Nothing that Ceclia had seen at the Academy could have prepared her for the first sight of Crymble Manor.

"The appropriations bill is dead on arrival," Senator O'Connor said.

The day after the world ended, Bill got into his pickup truck and drove into town.

Another way to say this is: it's the point where the characters can't decide, To heck with this and order out for pizza. The one-way door has blown shut and they can't get back into the theatre.

Later on, as you gain experience, you can get better at avoiding false starts ("Hesitation marks," we call 'em).

Here's how I figure out where to start my story: I figure out the climax -- something that's really big, cinematic, satisfying, full of action and movement. I take the characters who are there, and back 'em off to some point before that climax, then try to get them to it.

Sometimes -- a lot of the time -- those characters never get to the climax I started with. (There's one climax I've been using for years as a starting point. One day I will get there.)

So here's another way to figure out where to start your story: Put interesting characters in an interesting place, then let them do interesting things. (What's interesting? That's the art, isn't it. Your readers will tell you what's interesting by the sound of rapidly turning pages.)

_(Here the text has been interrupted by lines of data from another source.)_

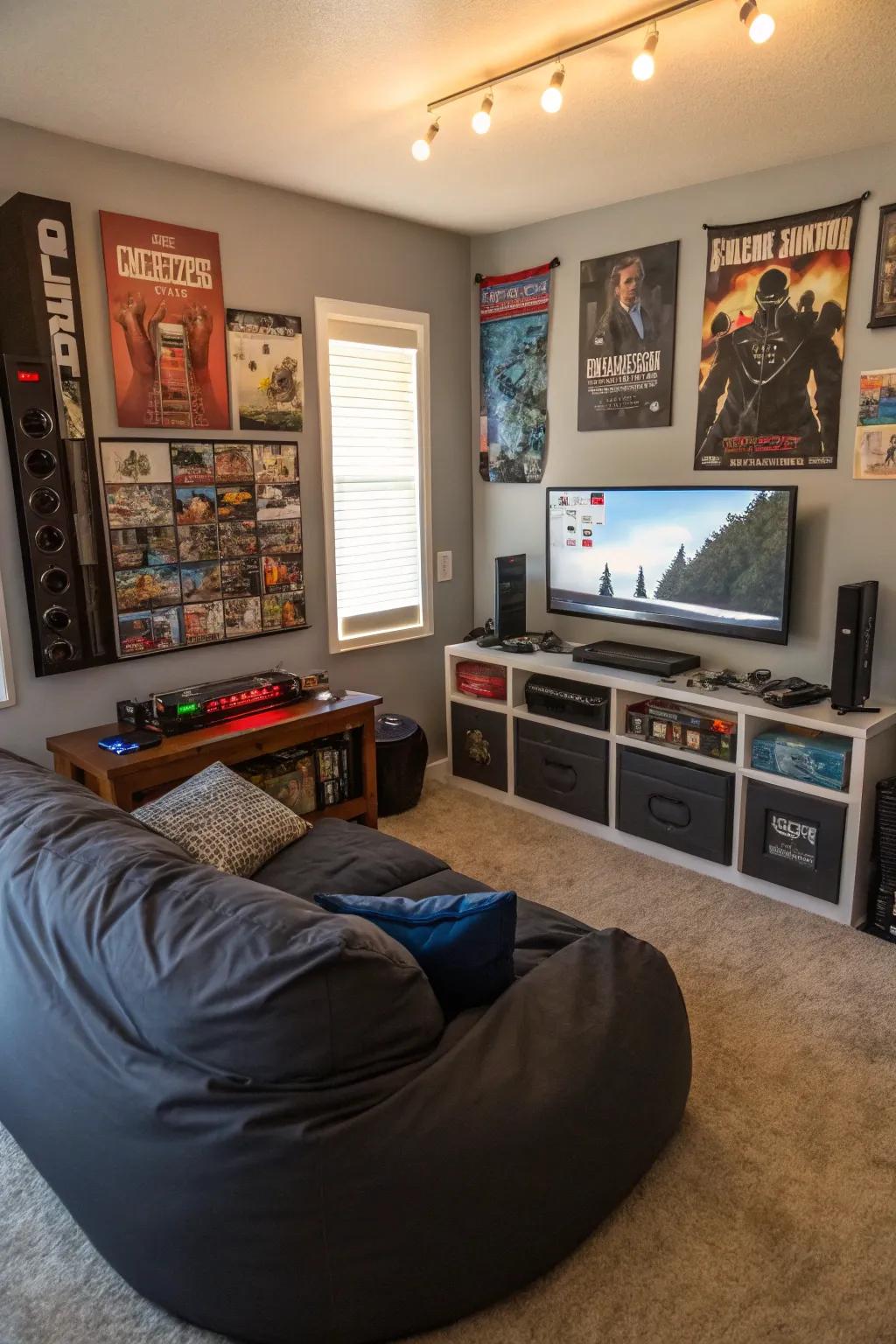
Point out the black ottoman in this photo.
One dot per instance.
(402, 752)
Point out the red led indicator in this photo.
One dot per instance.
(256, 695)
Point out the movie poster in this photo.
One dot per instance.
(876, 434)
(265, 370)
(627, 338)
(205, 539)
(167, 324)
(773, 340)
(514, 375)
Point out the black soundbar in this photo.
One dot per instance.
(635, 657)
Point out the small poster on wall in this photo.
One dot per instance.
(876, 434)
(773, 340)
(205, 539)
(514, 375)
(165, 323)
(265, 370)
(626, 338)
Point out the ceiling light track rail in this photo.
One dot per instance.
(577, 49)
(758, 23)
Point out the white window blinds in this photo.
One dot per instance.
(378, 508)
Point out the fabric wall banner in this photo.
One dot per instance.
(627, 338)
(514, 375)
(773, 340)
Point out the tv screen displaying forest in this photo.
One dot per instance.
(705, 559)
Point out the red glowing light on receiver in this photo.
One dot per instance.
(256, 695)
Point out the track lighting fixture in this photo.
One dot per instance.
(552, 95)
(644, 65)
(482, 118)
(421, 148)
(760, 25)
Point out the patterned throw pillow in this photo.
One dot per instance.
(222, 819)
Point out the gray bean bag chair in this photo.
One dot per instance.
(256, 1112)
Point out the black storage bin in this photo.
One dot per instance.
(479, 745)
(794, 840)
(574, 702)
(682, 805)
(566, 770)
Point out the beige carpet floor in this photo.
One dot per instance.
(768, 1218)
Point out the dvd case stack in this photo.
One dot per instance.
(881, 914)
(309, 777)
(333, 761)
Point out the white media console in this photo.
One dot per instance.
(873, 757)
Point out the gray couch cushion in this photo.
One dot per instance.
(341, 857)
(228, 975)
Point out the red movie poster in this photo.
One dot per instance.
(773, 341)
(167, 324)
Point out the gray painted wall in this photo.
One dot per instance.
(278, 252)
(846, 528)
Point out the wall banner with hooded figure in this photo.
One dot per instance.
(773, 340)
(514, 374)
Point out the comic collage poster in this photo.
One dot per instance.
(514, 375)
(876, 434)
(167, 324)
(773, 340)
(266, 375)
(205, 538)
(626, 338)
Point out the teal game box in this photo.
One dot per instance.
(803, 754)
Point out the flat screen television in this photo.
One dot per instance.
(713, 559)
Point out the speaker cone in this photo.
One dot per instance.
(57, 619)
(35, 423)
(40, 463)
(60, 651)
(54, 581)
(49, 539)
(45, 500)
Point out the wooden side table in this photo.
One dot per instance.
(128, 780)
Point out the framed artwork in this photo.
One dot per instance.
(165, 324)
(883, 310)
(876, 434)
(627, 338)
(205, 541)
(771, 359)
(266, 376)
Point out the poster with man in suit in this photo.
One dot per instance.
(626, 338)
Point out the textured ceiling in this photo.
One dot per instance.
(326, 95)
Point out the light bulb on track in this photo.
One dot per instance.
(552, 95)
(762, 29)
(421, 148)
(760, 25)
(645, 65)
(482, 118)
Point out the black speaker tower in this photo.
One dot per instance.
(853, 647)
(46, 409)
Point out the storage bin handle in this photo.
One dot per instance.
(560, 772)
(669, 812)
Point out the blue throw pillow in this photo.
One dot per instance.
(464, 944)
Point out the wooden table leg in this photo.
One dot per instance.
(63, 766)
(368, 770)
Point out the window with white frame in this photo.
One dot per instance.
(7, 694)
(375, 446)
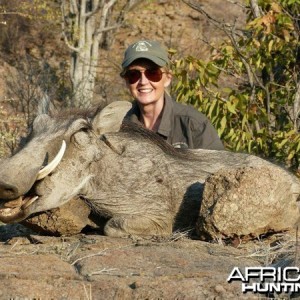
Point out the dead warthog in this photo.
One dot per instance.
(142, 184)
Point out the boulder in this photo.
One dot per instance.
(242, 202)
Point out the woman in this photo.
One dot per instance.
(145, 70)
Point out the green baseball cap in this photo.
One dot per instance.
(151, 50)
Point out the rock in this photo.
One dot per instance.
(241, 202)
(98, 267)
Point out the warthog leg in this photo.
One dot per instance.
(124, 226)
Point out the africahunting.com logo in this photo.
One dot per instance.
(267, 279)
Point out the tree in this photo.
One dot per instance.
(88, 26)
(259, 112)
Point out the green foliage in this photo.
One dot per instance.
(249, 86)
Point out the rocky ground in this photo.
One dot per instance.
(92, 266)
(99, 267)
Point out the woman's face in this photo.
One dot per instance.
(144, 90)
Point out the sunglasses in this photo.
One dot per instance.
(154, 75)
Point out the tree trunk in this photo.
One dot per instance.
(84, 23)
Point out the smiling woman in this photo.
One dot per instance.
(147, 76)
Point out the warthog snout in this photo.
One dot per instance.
(8, 191)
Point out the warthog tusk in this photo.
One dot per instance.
(53, 164)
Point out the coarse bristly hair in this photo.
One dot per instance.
(144, 133)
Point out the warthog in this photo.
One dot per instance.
(139, 182)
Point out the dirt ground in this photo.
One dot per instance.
(89, 266)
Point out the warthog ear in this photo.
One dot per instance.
(110, 118)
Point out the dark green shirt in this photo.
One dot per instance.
(183, 126)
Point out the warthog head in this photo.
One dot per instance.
(31, 181)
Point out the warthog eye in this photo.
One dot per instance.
(80, 135)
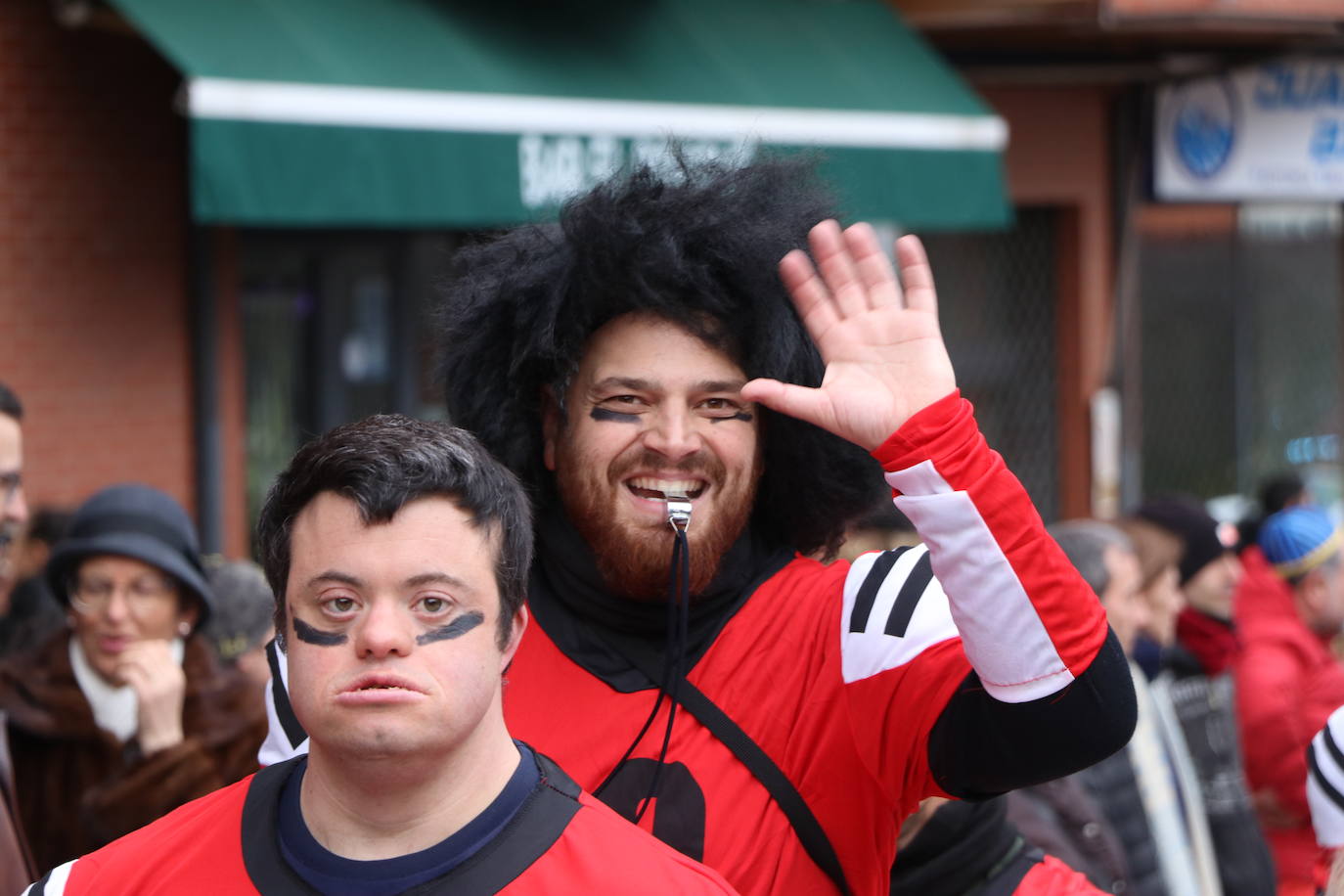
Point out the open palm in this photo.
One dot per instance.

If the first two chapters of your book are backstory and exposition, and the movement of the plot starts in chapter three, the opening of your book is chapter three. Delete the first two chapters.

====

Plots start when movement starts. This movement can be physical, or it can be psychological, but it is movement. The human eye instinctivly follows a moving object. It will follow the fastest moving object if several are present. So ... make your plot move, and eyes will follow it.

A chess game doesn't start until the first piece or pawn moves.